The Supreme Court determines how to calculate the pro rata of VAT between the ‘holding’ and its investees

  • Two judgments set out the doctrine imposed by the Luxembourg Court

In two sentences of 18 May 2020 (of which the judge Jesús CudeBlas has been a speaker ) and 19 May 2020 (of which the magistrate Maurandi Guillén has been a speaker), both identical in their wording, European and Spanish regulations are analyzed, as well as the jurisprudence emanating from the Court of Justice of the EU (TWENTY) in relation to the concept of “main activity” and “accessory activity” for the purposes of calculating the percentage of the VAT pro rata and to guarantee the neutrality of said tax.




The judgments partially estimate the appeals filed against the judgment of the National Court that confirmed the decision of the Administrative Economic Court in relation to the liquidation of VAT for the periods of June 2006 to december 2007.

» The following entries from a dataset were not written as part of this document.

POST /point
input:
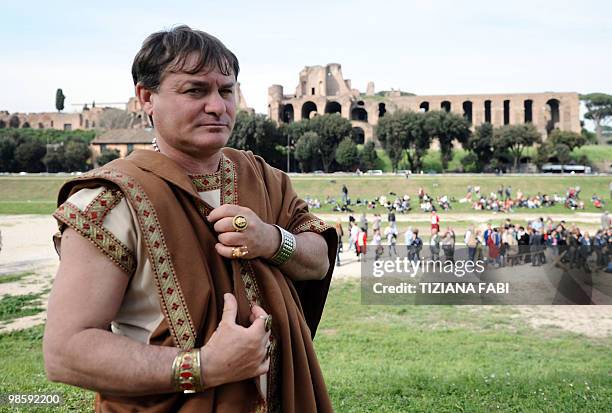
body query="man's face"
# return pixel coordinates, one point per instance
(194, 113)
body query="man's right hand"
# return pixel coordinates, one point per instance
(235, 353)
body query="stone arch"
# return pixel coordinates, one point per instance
(308, 108)
(506, 112)
(14, 121)
(287, 114)
(467, 110)
(382, 109)
(552, 114)
(333, 107)
(358, 135)
(487, 111)
(528, 110)
(359, 113)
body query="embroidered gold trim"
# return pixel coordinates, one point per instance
(102, 204)
(92, 230)
(171, 296)
(208, 182)
(229, 195)
(229, 190)
(313, 225)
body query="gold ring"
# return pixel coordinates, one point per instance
(268, 323)
(239, 223)
(239, 252)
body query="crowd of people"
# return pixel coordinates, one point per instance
(508, 244)
(502, 200)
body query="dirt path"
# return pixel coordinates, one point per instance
(27, 246)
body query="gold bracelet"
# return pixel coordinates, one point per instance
(186, 371)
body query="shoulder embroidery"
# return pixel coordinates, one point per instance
(104, 240)
(102, 204)
(313, 225)
(172, 300)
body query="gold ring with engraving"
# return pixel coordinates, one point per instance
(268, 351)
(240, 223)
(239, 252)
(267, 321)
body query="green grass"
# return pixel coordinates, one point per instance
(369, 187)
(454, 359)
(432, 162)
(9, 278)
(37, 195)
(409, 358)
(22, 371)
(17, 306)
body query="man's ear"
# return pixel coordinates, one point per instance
(144, 96)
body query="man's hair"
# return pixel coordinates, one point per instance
(168, 50)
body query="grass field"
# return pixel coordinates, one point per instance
(369, 187)
(37, 195)
(601, 155)
(409, 358)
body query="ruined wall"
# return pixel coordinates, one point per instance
(322, 89)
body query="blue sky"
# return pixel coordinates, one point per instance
(435, 47)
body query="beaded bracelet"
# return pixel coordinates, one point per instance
(186, 371)
(286, 249)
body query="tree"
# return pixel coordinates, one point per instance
(446, 127)
(368, 158)
(259, 134)
(403, 133)
(76, 155)
(480, 143)
(347, 154)
(570, 139)
(107, 155)
(515, 139)
(306, 151)
(331, 129)
(112, 118)
(392, 136)
(7, 153)
(599, 109)
(29, 155)
(59, 100)
(54, 159)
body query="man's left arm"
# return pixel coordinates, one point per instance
(306, 263)
(261, 240)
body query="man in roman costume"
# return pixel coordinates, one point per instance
(192, 278)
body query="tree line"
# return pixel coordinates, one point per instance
(325, 142)
(44, 150)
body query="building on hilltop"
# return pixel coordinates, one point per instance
(94, 117)
(123, 140)
(323, 89)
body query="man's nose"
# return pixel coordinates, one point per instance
(215, 104)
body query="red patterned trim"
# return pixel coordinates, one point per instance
(102, 204)
(172, 300)
(229, 190)
(313, 225)
(92, 230)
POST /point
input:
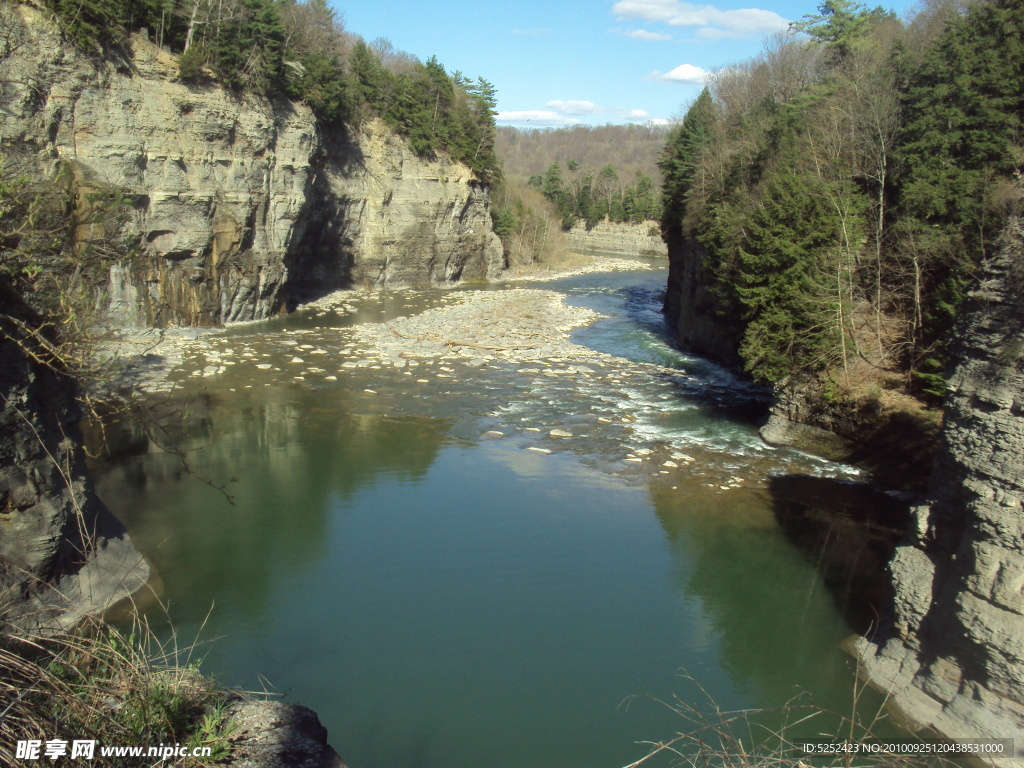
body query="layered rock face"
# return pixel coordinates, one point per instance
(691, 307)
(382, 216)
(953, 657)
(240, 202)
(62, 554)
(606, 237)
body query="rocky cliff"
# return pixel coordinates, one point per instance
(62, 554)
(691, 308)
(952, 657)
(242, 204)
(605, 237)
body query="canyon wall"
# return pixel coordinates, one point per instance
(242, 204)
(952, 656)
(629, 240)
(690, 307)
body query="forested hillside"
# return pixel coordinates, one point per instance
(632, 148)
(302, 50)
(839, 193)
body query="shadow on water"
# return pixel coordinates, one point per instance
(848, 531)
(294, 462)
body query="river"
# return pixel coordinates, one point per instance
(416, 557)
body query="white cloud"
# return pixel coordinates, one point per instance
(647, 36)
(573, 107)
(634, 115)
(536, 119)
(687, 74)
(711, 23)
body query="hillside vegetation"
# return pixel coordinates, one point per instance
(554, 179)
(302, 50)
(842, 189)
(632, 148)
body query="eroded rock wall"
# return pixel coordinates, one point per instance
(62, 554)
(953, 656)
(241, 203)
(605, 237)
(384, 216)
(692, 308)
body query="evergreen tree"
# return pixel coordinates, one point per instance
(785, 288)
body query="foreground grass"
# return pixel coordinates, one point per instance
(120, 689)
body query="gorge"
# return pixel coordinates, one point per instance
(430, 508)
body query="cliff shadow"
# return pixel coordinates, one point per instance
(849, 531)
(321, 258)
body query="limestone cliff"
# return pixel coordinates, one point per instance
(953, 655)
(62, 554)
(241, 203)
(691, 307)
(606, 237)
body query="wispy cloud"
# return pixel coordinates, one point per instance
(647, 36)
(536, 119)
(574, 107)
(709, 22)
(635, 116)
(686, 74)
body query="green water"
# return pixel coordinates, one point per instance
(446, 598)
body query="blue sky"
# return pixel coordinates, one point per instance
(556, 62)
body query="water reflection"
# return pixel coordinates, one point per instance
(284, 460)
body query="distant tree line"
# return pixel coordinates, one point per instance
(633, 147)
(844, 186)
(590, 197)
(302, 50)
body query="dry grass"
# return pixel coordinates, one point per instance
(773, 737)
(122, 689)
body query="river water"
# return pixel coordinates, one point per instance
(442, 595)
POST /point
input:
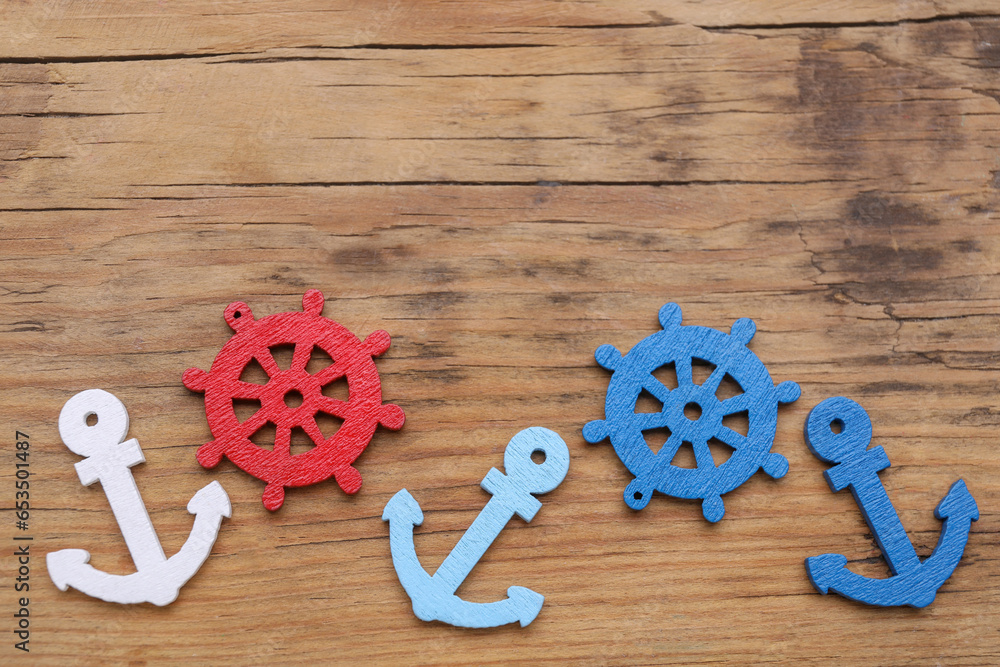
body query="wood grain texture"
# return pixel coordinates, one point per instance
(503, 187)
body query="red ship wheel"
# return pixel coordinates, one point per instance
(361, 413)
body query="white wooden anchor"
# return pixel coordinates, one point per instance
(433, 596)
(109, 459)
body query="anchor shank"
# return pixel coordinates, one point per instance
(474, 543)
(884, 523)
(133, 520)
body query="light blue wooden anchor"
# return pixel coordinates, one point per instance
(434, 596)
(839, 431)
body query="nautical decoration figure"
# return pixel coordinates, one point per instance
(434, 596)
(692, 413)
(292, 397)
(109, 459)
(839, 431)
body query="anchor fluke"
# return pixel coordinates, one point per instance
(958, 504)
(62, 565)
(528, 602)
(823, 569)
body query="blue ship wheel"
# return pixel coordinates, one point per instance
(681, 346)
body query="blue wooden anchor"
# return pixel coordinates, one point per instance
(839, 431)
(434, 596)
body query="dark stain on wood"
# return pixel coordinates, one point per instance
(871, 209)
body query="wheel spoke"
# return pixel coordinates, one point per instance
(711, 384)
(251, 425)
(669, 449)
(703, 455)
(739, 403)
(730, 437)
(657, 389)
(645, 421)
(313, 432)
(301, 356)
(267, 362)
(247, 390)
(282, 440)
(683, 368)
(332, 406)
(332, 372)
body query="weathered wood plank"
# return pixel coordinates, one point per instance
(504, 187)
(190, 28)
(496, 298)
(675, 104)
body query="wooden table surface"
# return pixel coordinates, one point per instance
(503, 187)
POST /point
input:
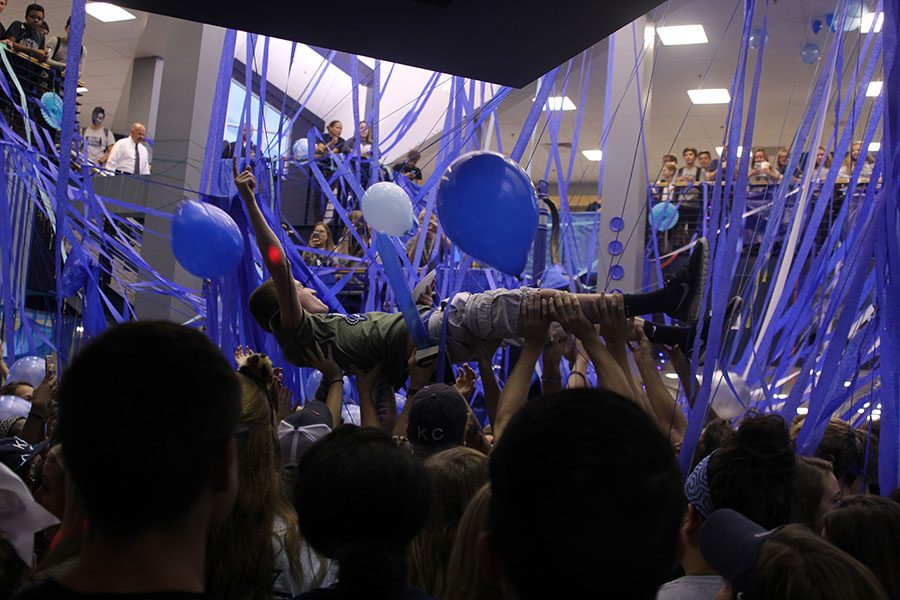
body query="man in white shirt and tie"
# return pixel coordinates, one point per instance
(129, 155)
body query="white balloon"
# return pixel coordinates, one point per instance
(723, 399)
(387, 208)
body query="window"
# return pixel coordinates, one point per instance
(271, 117)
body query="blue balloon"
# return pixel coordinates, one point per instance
(810, 54)
(28, 369)
(756, 38)
(488, 207)
(51, 108)
(13, 406)
(664, 216)
(206, 240)
(75, 272)
(301, 150)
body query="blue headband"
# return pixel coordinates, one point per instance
(696, 489)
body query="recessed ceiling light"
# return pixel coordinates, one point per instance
(868, 19)
(558, 103)
(721, 149)
(682, 35)
(710, 96)
(108, 13)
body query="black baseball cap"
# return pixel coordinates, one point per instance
(437, 419)
(730, 543)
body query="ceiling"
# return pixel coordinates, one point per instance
(511, 42)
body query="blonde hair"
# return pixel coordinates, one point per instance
(465, 580)
(241, 556)
(456, 475)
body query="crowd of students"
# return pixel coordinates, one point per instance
(160, 466)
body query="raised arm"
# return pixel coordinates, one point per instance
(272, 251)
(669, 416)
(567, 310)
(535, 314)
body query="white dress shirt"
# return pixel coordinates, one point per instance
(121, 157)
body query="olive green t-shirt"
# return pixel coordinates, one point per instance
(358, 340)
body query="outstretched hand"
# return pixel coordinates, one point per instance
(535, 314)
(566, 309)
(465, 382)
(245, 181)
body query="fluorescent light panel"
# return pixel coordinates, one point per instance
(682, 35)
(710, 96)
(721, 149)
(108, 13)
(558, 103)
(870, 19)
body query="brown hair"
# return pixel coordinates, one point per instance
(456, 474)
(807, 489)
(868, 529)
(241, 556)
(796, 563)
(465, 579)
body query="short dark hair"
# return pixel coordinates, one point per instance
(141, 441)
(752, 472)
(263, 304)
(603, 502)
(350, 468)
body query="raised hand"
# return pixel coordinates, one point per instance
(566, 309)
(245, 181)
(614, 324)
(535, 315)
(465, 382)
(241, 354)
(323, 361)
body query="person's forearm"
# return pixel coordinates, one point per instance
(609, 375)
(491, 388)
(551, 379)
(334, 400)
(667, 412)
(515, 392)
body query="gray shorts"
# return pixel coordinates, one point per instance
(471, 318)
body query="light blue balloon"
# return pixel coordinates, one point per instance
(756, 38)
(28, 369)
(810, 54)
(206, 240)
(387, 208)
(664, 216)
(301, 150)
(13, 406)
(487, 206)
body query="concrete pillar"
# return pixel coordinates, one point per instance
(192, 53)
(624, 172)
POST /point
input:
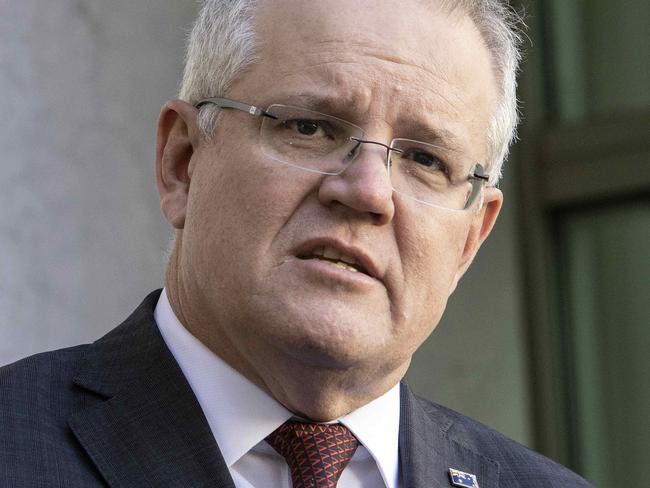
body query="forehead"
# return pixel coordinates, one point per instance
(390, 62)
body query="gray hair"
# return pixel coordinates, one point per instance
(222, 46)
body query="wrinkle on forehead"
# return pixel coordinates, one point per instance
(380, 65)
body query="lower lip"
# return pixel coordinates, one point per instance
(330, 272)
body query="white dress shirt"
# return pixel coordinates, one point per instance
(241, 415)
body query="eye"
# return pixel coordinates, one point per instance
(305, 127)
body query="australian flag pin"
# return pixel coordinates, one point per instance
(462, 479)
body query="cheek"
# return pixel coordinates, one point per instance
(431, 254)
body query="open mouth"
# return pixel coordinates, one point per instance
(335, 258)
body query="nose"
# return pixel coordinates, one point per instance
(363, 187)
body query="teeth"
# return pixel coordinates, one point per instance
(331, 253)
(348, 259)
(340, 264)
(336, 258)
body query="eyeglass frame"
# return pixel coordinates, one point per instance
(477, 177)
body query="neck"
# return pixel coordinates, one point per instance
(317, 390)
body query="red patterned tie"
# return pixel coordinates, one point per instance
(316, 453)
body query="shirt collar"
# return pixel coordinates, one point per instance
(242, 418)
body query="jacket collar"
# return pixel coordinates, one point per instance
(149, 430)
(428, 448)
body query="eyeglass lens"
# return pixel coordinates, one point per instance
(325, 144)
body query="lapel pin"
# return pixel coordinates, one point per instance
(462, 479)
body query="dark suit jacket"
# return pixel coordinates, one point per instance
(120, 413)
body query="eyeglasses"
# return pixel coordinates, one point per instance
(320, 143)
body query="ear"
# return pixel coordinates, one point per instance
(481, 226)
(177, 139)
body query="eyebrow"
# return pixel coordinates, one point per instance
(438, 136)
(320, 102)
(335, 105)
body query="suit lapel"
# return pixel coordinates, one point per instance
(150, 430)
(428, 450)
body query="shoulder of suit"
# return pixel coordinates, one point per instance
(36, 377)
(517, 462)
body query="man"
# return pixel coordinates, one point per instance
(330, 172)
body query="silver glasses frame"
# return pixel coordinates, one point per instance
(477, 176)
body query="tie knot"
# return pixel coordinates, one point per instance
(316, 453)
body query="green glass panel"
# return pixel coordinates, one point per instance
(607, 273)
(600, 56)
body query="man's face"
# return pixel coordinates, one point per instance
(254, 225)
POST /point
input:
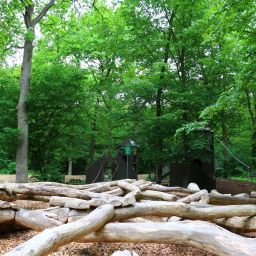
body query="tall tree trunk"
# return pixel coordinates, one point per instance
(22, 111)
(224, 139)
(22, 146)
(252, 114)
(69, 166)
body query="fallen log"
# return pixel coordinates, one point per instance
(253, 194)
(13, 197)
(161, 188)
(36, 219)
(53, 238)
(198, 234)
(193, 186)
(229, 200)
(68, 202)
(124, 253)
(150, 194)
(128, 187)
(169, 209)
(238, 224)
(194, 197)
(6, 216)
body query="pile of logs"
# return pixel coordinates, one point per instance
(117, 211)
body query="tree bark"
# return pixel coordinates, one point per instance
(69, 166)
(169, 209)
(198, 234)
(22, 110)
(53, 238)
(22, 113)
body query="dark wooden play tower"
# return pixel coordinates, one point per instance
(123, 166)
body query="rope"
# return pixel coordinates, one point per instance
(237, 159)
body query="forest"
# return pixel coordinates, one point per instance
(81, 76)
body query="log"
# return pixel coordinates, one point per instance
(128, 187)
(169, 209)
(150, 194)
(6, 216)
(243, 195)
(193, 186)
(5, 205)
(124, 253)
(37, 219)
(53, 238)
(100, 188)
(253, 194)
(227, 200)
(13, 197)
(198, 234)
(161, 188)
(238, 224)
(194, 197)
(129, 198)
(68, 202)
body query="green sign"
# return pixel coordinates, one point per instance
(128, 149)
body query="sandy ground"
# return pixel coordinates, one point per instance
(12, 239)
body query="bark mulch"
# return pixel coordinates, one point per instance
(12, 239)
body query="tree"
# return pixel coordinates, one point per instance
(22, 110)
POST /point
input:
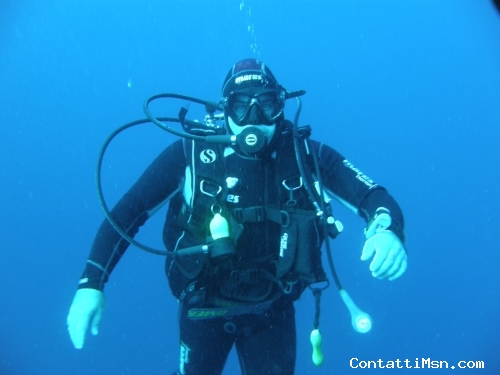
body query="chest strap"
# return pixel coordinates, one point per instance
(230, 310)
(257, 214)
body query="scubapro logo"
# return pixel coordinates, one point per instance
(208, 156)
(251, 139)
(200, 313)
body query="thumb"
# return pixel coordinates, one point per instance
(96, 320)
(368, 249)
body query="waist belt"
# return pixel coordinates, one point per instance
(227, 311)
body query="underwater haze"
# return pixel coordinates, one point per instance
(408, 91)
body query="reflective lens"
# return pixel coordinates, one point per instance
(261, 108)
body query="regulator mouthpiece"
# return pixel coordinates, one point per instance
(361, 321)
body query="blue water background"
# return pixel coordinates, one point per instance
(408, 91)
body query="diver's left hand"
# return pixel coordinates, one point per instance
(389, 261)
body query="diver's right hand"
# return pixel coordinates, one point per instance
(86, 309)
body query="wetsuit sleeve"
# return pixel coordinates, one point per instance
(158, 182)
(354, 189)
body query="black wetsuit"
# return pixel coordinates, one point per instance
(265, 342)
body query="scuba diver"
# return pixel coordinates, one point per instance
(245, 225)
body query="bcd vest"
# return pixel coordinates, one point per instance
(275, 234)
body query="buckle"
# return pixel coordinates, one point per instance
(245, 277)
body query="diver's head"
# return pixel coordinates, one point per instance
(251, 97)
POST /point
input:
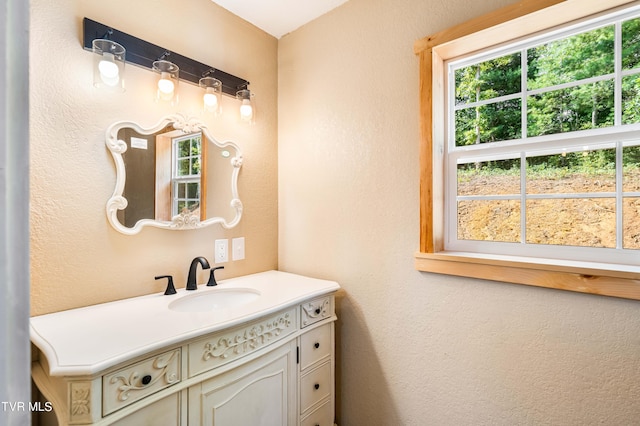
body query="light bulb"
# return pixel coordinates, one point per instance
(210, 99)
(109, 73)
(165, 85)
(246, 110)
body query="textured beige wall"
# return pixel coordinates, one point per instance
(416, 348)
(77, 259)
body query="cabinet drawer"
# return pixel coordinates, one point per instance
(221, 348)
(315, 386)
(316, 310)
(129, 384)
(315, 345)
(323, 416)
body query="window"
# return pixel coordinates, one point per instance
(530, 149)
(185, 181)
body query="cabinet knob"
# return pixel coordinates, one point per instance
(146, 379)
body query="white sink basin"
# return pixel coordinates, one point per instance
(215, 299)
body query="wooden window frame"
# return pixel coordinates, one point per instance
(509, 23)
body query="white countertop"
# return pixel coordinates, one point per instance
(90, 339)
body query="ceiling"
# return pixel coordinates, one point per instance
(279, 17)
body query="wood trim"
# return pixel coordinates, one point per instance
(519, 19)
(580, 279)
(426, 153)
(481, 23)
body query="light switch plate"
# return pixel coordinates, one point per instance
(237, 248)
(222, 251)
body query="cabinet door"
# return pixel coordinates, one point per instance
(165, 412)
(259, 393)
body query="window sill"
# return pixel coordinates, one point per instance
(602, 279)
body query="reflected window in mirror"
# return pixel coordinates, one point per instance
(174, 175)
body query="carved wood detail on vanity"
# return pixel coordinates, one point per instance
(136, 379)
(80, 397)
(315, 311)
(272, 358)
(235, 343)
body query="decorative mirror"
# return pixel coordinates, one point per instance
(174, 175)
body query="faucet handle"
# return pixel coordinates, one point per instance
(212, 276)
(170, 288)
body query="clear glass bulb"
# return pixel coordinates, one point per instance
(109, 72)
(165, 85)
(246, 110)
(210, 99)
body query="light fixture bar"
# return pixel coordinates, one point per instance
(143, 53)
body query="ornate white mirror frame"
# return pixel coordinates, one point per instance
(183, 220)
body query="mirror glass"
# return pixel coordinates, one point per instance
(174, 175)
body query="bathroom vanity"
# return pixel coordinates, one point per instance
(255, 350)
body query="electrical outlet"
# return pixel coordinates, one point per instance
(237, 248)
(222, 251)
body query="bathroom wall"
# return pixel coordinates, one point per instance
(77, 258)
(417, 348)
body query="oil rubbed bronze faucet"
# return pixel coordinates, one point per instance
(191, 279)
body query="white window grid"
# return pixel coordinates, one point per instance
(177, 180)
(615, 137)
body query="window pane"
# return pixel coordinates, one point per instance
(631, 219)
(489, 220)
(184, 148)
(489, 79)
(193, 189)
(631, 99)
(183, 167)
(572, 172)
(587, 222)
(631, 44)
(181, 190)
(499, 177)
(195, 166)
(631, 169)
(494, 122)
(574, 58)
(578, 108)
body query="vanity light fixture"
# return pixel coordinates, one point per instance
(108, 64)
(212, 98)
(171, 67)
(247, 106)
(168, 79)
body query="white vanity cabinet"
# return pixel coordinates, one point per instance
(275, 368)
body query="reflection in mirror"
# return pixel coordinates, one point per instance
(174, 176)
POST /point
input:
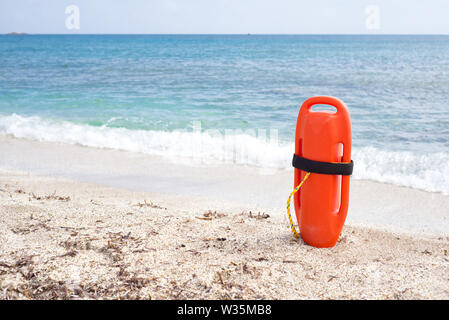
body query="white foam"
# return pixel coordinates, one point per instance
(428, 172)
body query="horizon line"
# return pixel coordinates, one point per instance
(240, 34)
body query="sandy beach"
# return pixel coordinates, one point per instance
(66, 239)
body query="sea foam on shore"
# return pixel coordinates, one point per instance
(426, 171)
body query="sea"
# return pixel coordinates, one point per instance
(233, 98)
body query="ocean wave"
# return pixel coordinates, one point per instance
(428, 171)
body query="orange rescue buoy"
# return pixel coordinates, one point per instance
(323, 147)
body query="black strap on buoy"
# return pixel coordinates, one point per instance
(334, 168)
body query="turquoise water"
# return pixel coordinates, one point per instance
(133, 92)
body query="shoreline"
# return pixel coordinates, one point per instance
(64, 239)
(372, 204)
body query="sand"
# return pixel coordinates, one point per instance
(65, 239)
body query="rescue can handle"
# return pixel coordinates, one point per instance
(332, 101)
(342, 111)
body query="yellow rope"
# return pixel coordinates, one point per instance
(295, 233)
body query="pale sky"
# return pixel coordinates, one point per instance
(229, 16)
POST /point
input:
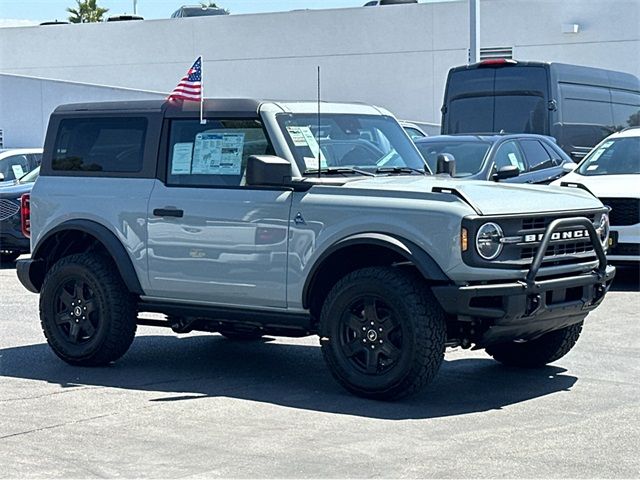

The sale of shares in group companies made by a holding company does not deserve the accessory classification in the circumstances of the case, well, given the activities that are carried out for investee companies, it must be understood that said sale is a direct extension, permanent and necessary of the main activity of the company, ” without such a conclusion- determining the correctness of the appealed administrative decision- can be enervated exclusively taking into account the low volume of expenditure subject to VAT in the exercise of this activity of sale of shares”.

Direct involvement


The judgments argue that tenure, The purpose of acquiring and transferring these social participations is to carry out strategic planning activities, group development and evaluation, which is equivalent to setting the directive guidelines on the level and modality of presence in the market that the investee companies must have.

For this reason, it finally translates into a direct involvement in the organization and execution of the economic activities for the provision of services that the investee entities make available to consumers in the economic market of production and distribution of goods and services..

Operations with financial derivatives do not imply the performance of operations subject to VAT


The link between the acquisition and sale operations of the units and the group's business strategy, “allows us to appreciate that extension note that the doctrine of the CJEU uses as one of the valid criteria to rule out the consideration of accessory in a business activity”.

About operations with financial derivatives, the judgments indicate that they do not imply the performance of operations subject to VAT and, a, should not be included in the pro rata calculation, because the subscriber of those products (the holding company) does not provide a service when contracting the derivative, rather, it is limited to guaranteeing the coverage of certain risks that may jeopardize the successful completion of one's activities.